Expectations for enterprise big data investments are set to grow this year, with the majority of companies forecasting increased focus and spending in this area in order to meet growing business demands.
This is according to a new study from TEKsystems, which revealed more than six out of ten IT leaders (61 per cent) predict an increase in spending in 2015, compared with just five per cent who plan to scale back investments.
Faith in companies' ability to meet big data demands is also high, with 59 per cent of respondents saying they are positive about their results, while only 14 per cent express a lack of confidence.
Despite this optimism, there remain some difficulties, and one of the biggest challenges faced by businesses this year will be addressing a shortage of skills in big data-related fields. This is leading to many organisations looking for external assistance when it comes to either training their existing employees in new technology, or hiring new experts.
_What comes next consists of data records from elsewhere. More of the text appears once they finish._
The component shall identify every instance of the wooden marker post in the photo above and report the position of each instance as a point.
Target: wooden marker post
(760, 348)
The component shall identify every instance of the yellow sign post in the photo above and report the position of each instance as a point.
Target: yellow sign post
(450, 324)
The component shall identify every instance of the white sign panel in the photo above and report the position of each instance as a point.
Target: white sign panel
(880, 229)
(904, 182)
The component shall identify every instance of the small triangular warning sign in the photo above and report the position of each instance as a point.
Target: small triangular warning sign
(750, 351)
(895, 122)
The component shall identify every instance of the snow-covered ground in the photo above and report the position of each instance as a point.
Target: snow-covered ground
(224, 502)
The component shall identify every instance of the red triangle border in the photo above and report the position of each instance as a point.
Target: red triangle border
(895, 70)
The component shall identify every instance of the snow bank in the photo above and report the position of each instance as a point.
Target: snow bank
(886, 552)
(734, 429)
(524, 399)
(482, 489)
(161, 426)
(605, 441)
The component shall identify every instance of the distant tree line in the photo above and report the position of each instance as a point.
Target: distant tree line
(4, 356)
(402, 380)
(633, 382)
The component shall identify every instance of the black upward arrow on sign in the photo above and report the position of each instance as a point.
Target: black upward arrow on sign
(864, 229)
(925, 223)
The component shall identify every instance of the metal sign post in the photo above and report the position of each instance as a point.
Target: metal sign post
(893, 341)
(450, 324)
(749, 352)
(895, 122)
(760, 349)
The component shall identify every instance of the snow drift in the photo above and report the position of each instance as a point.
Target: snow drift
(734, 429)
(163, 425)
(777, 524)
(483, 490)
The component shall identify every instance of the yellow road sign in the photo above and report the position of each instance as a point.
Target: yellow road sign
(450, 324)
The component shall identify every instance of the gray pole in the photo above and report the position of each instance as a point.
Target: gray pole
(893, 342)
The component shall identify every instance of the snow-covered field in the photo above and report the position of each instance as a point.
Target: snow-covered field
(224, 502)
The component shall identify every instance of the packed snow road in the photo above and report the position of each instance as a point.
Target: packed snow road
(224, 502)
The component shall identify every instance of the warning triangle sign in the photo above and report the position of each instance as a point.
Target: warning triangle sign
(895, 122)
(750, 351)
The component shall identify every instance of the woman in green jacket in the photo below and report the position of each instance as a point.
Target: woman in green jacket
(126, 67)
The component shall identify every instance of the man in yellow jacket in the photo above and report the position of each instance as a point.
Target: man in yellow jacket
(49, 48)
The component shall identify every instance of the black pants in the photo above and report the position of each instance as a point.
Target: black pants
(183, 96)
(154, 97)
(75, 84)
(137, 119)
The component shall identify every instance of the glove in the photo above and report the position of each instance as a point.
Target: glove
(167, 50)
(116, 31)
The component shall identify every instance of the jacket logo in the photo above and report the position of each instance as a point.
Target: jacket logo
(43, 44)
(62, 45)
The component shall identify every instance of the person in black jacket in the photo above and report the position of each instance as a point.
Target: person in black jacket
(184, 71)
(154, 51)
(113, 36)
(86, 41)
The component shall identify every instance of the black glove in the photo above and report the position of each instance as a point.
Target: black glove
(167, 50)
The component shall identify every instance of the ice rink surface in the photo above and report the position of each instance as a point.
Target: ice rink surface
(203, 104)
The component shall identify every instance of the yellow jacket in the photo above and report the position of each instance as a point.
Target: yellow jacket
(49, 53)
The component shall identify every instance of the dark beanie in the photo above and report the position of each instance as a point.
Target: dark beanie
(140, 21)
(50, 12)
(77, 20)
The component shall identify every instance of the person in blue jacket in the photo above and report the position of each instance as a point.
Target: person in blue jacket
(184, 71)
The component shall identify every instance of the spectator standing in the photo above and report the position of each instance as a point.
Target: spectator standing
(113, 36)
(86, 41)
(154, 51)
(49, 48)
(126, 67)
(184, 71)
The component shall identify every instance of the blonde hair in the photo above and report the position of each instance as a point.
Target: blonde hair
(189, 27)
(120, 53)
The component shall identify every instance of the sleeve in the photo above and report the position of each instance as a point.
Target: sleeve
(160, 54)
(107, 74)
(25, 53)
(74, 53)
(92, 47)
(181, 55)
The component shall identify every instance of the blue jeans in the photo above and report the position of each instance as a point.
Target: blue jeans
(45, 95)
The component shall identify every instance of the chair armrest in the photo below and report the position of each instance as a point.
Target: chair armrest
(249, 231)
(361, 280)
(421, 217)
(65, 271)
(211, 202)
The hardest role to fill was said to be big data architects, with almost two-thirds of IT executives (65 per cent) saying finding these professionals poses challenges. Also in the top three were data scientists (48 per cent) and data modelers (43 per cent).
TEKsystems noted: "The data analysis, data wrangling and algorithm expertise that big data architects and data scientists possess represent a very scarce skill set as compared to the more mainstream big data developers and administrators."
It added that given the challenges companies face when dealing with growing data volume, velocity and variety, it is unsurprising that strategic roles are in high demand, as they are crucial when it comes to identifying data with the highest business value.
David Spires, director in TEKsystems' applications division, commented: "There is certainly immense value in big data, but without great people and a focus on the workforce, the prospects that big data can deliver will unfortunately rarely be realised."
He added that too often, organisations do not evaluate what their workforce needs will be until it is too late, which leads to big data projects not providing their expected return on investment.